The bronze sculpture of bishop Grgur awaits you proudly in the center of the old city of Nin (as well as in Varaždin and Split) «making» your wishes true if you touch his tomb. The sculpture is a work of famous Croatian sculptor Ivan Meštrović who gave his first sculpture to the city of Varaždin, and the second one to Split. The version in Split is more monumental und not fully like original. Meštrović said by giving the sculpture.... Grgur from Nin, he on the northern Croatia and he on the southern Croatia in Split- should be the proof for our succesful fight for churchslavic language and Croatian Glagolitsa. The sculpture in Varaždin was erected on the 20th of September 1931. The sculpture of an identical shape was erected in Nin on the 10 th September 1969 on the occasion of 900 anniversary of issuing a chart by Croatian king Patar Krešimir IV, in which he spread the kingdom on the sea and on the mainland and with which he called our sea Mare nostrum..



"Among the cultural advantages with which the Croatian people can boast is the fact that it has its special national script. Each people, by baptizing and joining the Christian community got immediately translated on its language the holy books and its clergy. When they got baptized and gave the written promise to the Roman Pope that they will be in peace with the neighbour peoples, the Croats had to get the holy liturgics books, their national priests and their national bishop from Nin, as we find him in the 9 th and 10 th century. The Glagolitsa is the script on which our oldest literary and historical works were written. The Croats lean proudly their finger against this monument, which is a proof of their primordial culture and resistant strength." - Citation: Kerubin Šegvić, Rogač 1925.g.

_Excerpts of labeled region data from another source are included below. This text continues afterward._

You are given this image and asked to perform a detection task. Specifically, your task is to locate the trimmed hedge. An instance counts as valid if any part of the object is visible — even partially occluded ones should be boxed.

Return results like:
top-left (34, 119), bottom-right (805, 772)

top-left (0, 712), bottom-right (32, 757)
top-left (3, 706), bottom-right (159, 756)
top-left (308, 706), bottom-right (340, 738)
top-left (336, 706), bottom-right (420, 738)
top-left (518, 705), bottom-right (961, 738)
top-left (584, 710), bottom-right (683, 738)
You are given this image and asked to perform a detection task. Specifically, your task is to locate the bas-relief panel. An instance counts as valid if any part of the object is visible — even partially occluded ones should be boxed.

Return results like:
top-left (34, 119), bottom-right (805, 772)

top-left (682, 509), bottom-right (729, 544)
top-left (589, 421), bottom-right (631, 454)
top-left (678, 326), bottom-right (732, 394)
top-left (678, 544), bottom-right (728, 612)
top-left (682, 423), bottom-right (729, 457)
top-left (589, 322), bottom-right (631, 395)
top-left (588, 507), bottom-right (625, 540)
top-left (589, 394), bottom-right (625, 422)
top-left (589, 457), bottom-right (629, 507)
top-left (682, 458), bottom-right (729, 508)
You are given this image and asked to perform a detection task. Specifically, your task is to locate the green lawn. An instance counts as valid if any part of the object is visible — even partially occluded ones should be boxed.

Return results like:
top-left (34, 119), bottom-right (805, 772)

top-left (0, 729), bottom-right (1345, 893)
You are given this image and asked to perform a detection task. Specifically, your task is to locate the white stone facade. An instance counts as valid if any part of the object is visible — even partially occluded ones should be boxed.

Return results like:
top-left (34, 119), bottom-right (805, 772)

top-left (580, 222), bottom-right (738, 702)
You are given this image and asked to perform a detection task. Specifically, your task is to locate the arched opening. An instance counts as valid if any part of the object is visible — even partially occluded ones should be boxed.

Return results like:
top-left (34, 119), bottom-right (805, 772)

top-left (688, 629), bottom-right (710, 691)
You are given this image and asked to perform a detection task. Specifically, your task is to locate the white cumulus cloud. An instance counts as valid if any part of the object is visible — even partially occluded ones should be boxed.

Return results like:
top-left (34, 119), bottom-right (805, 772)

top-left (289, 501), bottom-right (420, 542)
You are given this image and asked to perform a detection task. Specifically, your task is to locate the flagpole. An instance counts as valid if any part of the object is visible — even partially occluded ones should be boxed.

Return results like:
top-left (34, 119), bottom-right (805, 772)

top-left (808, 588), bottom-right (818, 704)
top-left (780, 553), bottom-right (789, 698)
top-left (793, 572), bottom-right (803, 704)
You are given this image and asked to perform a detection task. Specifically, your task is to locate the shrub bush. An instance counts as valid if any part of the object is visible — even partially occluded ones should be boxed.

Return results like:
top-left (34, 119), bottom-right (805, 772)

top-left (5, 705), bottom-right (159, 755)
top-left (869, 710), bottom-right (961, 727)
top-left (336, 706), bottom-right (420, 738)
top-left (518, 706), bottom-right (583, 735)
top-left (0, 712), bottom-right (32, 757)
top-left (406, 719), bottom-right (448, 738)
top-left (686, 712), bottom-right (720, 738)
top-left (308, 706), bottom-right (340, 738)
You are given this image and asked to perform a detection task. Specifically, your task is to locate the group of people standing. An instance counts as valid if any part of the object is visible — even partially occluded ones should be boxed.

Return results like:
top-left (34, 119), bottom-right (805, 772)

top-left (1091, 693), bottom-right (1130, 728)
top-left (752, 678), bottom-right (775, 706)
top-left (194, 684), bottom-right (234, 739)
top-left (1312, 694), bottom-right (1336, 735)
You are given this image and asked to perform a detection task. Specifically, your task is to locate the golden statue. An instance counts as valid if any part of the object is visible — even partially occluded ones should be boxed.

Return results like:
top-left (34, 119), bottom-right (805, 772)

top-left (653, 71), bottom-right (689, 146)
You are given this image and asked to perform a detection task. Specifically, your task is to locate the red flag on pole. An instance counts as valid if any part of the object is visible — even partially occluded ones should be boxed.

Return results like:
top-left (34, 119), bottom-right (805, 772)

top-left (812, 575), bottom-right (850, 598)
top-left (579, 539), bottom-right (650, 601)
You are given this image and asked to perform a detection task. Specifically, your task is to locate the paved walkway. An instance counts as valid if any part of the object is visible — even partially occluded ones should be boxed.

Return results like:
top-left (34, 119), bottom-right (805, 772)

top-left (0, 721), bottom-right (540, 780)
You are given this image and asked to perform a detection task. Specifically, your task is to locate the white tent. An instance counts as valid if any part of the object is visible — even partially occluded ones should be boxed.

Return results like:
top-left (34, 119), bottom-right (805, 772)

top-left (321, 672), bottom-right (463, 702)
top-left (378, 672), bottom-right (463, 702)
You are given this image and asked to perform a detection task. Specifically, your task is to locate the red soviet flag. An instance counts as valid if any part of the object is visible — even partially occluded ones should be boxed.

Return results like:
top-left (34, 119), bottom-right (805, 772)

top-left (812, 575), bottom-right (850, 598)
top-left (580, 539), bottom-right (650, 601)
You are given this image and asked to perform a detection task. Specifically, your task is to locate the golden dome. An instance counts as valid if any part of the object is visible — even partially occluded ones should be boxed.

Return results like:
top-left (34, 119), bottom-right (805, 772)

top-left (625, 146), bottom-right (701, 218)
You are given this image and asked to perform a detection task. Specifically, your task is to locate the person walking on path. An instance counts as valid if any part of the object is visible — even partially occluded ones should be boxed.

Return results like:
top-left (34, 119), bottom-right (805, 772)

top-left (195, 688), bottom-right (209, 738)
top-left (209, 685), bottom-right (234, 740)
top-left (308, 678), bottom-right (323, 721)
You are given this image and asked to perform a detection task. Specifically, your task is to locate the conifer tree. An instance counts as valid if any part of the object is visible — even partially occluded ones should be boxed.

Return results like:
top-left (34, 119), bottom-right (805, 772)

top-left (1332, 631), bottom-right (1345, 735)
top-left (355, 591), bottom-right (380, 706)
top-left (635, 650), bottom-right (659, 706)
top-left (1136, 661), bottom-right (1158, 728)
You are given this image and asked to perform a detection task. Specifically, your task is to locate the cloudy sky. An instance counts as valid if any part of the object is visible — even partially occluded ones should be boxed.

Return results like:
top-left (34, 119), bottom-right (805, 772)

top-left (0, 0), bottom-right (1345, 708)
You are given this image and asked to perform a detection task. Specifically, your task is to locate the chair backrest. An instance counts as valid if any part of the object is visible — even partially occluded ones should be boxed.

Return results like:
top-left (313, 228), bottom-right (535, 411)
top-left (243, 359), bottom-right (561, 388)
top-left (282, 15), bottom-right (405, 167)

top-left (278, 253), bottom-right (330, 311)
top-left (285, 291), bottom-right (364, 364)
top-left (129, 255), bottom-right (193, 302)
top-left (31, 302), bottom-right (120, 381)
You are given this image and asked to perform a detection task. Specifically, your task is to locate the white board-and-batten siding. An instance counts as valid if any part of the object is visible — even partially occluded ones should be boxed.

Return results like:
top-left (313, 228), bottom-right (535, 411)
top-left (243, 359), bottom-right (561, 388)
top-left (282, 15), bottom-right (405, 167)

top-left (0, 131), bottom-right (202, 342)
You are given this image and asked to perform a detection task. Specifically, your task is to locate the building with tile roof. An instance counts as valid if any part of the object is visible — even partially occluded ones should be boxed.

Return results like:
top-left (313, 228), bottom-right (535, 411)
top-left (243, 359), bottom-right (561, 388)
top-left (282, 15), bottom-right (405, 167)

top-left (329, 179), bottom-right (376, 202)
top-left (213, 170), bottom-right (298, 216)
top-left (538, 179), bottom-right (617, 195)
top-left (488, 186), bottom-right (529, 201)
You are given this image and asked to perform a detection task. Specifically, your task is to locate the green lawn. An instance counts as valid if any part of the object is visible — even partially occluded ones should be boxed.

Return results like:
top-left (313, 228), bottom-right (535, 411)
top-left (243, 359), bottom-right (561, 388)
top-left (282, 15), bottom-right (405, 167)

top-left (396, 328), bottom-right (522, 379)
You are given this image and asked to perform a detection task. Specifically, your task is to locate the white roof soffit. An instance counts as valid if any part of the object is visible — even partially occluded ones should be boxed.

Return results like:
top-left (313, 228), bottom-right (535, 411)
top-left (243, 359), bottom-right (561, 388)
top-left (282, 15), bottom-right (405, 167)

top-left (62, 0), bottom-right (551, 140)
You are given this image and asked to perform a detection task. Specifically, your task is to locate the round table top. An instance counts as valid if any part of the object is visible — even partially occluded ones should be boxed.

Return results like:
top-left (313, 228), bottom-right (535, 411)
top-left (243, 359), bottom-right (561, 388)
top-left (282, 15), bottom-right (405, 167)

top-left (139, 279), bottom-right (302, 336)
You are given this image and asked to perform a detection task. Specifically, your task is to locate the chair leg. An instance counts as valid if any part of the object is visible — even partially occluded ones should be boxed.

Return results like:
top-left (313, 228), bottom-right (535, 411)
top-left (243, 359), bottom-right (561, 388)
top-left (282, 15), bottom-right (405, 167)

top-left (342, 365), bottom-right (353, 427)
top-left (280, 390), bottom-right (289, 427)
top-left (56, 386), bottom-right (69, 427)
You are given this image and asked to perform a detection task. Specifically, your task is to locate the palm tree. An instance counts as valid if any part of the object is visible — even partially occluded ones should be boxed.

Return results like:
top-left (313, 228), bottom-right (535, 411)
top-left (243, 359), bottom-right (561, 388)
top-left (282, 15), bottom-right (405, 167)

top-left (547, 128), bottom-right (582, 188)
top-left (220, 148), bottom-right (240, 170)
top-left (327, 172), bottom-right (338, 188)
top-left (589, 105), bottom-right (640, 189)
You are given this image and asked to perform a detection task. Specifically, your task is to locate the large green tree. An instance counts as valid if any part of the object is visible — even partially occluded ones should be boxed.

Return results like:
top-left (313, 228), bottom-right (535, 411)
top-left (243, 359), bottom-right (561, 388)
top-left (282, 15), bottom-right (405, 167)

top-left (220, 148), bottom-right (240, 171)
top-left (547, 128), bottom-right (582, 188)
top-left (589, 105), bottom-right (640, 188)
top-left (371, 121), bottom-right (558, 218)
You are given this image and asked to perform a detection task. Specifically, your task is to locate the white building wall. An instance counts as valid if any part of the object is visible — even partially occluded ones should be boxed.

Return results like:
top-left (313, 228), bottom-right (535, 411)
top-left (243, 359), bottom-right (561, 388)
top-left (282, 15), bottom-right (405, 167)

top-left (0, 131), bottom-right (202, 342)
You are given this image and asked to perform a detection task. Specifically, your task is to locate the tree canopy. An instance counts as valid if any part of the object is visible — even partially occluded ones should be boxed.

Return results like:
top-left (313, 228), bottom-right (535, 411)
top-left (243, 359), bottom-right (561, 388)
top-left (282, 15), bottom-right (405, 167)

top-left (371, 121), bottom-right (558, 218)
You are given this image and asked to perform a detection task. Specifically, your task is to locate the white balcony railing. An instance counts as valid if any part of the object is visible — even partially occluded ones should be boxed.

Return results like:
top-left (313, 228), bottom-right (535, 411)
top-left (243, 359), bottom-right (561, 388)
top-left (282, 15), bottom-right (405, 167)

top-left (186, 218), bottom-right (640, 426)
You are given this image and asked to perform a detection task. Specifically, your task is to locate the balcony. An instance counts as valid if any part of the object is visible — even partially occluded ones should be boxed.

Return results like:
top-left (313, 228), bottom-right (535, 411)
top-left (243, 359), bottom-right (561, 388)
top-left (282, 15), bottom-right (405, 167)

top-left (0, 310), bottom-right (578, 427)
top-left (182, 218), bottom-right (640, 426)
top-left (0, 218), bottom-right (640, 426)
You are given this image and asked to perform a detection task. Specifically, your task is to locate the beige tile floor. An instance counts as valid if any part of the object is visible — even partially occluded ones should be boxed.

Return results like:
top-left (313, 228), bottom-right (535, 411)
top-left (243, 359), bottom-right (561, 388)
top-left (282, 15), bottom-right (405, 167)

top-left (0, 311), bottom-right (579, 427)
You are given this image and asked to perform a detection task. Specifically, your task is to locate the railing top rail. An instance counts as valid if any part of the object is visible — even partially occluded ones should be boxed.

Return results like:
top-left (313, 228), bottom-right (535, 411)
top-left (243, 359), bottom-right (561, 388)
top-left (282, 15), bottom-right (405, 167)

Is located on a hill-earthen grave in the field for crowning Prahulje near Nin and represents the most romantic monument of the history of Nin. "According to the people tradition seven kings were crowned in Nin and on the occasion of crowning the crowned ruler would arrive riding with the suite to the church of St. Nicolaus where he introduced himself to the people and made a sign with a sword to the four sides of the world. The church is the only preserved example of the Romanesque architecture with the central ground-plan and the cross-ribbed vault from the end of the 11 th and the beginning of the 12 th century."

Citations taken form the anthology "The history of the City of Nin".